そしてそれは、戦争体験者が絶えようとしている現在、何とかして戦争の記憶を継承していこうという社会の動きと連動しているようにも思えるのだ。
ところで、著者が文中しばしば、「文学者」として自己を規定する箇所に出会うたびに、ある種新鮮な感触を覚えた。大学で教える著者の専門分野である「障害者文化論」という言葉にも、初めて出会った気がする。
このようにして社会の中にフィールドを持ち、そこから「文学」を考えるというアプローチは、いまの学会の中では珍しいのか、あるいはポピュラーなものであるかは知らない。けれども往々にしてテクスト・クリティックに終始しがちな文学研究と社会とを結びつけるこの方法は、今後重要になってくるように思う。
考えてみれば、なかなか「言葉」にまとまらないこと、簡単には要約できないことを、作品全体で表出しようとする試みこそが「小説」の役割といっていい。次はぜひ、この著者の視点をもって戦後文学を読み解くような論考を読んでみたい。

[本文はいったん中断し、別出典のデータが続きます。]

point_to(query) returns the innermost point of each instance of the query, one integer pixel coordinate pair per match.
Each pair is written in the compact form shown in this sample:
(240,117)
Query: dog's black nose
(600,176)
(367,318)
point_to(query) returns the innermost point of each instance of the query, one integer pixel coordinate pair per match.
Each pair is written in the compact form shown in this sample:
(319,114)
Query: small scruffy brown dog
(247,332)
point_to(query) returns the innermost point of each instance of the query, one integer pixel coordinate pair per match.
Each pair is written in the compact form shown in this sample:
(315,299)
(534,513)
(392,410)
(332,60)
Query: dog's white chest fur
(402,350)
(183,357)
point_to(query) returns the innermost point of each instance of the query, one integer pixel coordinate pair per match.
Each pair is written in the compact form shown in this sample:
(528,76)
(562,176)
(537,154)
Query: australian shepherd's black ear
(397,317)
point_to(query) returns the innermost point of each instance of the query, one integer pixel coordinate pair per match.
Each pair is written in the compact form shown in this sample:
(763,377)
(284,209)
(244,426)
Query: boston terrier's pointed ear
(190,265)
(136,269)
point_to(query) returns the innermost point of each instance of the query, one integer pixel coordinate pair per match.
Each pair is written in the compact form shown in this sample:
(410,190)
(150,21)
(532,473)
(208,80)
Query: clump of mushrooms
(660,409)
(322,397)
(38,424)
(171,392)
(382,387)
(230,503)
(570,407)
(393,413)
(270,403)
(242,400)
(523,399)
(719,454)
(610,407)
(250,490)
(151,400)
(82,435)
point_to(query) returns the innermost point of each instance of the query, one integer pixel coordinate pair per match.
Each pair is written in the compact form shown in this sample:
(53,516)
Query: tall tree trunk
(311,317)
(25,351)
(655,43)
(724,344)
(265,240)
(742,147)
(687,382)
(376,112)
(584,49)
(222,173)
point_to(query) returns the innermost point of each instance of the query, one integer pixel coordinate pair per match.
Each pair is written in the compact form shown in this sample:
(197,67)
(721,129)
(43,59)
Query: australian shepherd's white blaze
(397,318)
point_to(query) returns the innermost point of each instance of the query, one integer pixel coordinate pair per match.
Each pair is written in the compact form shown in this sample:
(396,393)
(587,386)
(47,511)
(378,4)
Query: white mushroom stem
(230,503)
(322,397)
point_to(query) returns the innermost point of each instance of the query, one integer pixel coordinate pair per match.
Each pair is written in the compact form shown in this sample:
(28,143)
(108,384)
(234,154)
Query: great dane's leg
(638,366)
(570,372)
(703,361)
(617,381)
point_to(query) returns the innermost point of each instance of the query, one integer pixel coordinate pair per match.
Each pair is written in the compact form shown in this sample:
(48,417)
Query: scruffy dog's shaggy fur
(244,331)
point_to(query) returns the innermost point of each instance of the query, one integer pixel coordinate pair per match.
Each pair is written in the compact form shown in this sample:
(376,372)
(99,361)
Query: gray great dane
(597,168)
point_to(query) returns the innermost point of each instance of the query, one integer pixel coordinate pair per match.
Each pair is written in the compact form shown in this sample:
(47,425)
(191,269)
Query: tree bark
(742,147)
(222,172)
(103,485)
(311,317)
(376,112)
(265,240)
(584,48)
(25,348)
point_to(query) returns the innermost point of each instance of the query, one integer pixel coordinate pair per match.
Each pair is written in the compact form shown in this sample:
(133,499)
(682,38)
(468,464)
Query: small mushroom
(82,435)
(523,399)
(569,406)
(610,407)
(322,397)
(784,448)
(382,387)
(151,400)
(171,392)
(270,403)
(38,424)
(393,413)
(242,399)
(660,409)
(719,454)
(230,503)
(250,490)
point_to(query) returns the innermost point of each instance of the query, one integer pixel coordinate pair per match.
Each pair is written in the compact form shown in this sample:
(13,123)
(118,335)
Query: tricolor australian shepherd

それにしても……としつこくもまた冒頭の問題に戻ってしまうのは、オリンピック開幕を間近に控えて、コロナ感染者が急増するなか、それでも強行しようとする政権、および組織委員会を見るにつけ、「言葉の壊れ」に目をつむってきたツケを、こんな形で払わされようとは、思いもよらなかったことにもよる。
「安心安全なオリンピック」というお題目を壊れたレコードのように称(とな)えるほかないわが国の首相、内閣官房やそれを取り巻く政治家たちの口からは、一体どこの仮想世界を見て物を言っているのだろうか、という言葉しか聞くことができない。
「兌換紙幣」の反意語は「不換紙幣」だが、政府が発行する不換紙幣がまさに紙屑に等しいものだと気づいた時に、それをしこたま摑まされたわれわれは、おそらくもう引き返すことの出来ない崖っぷちに立っている。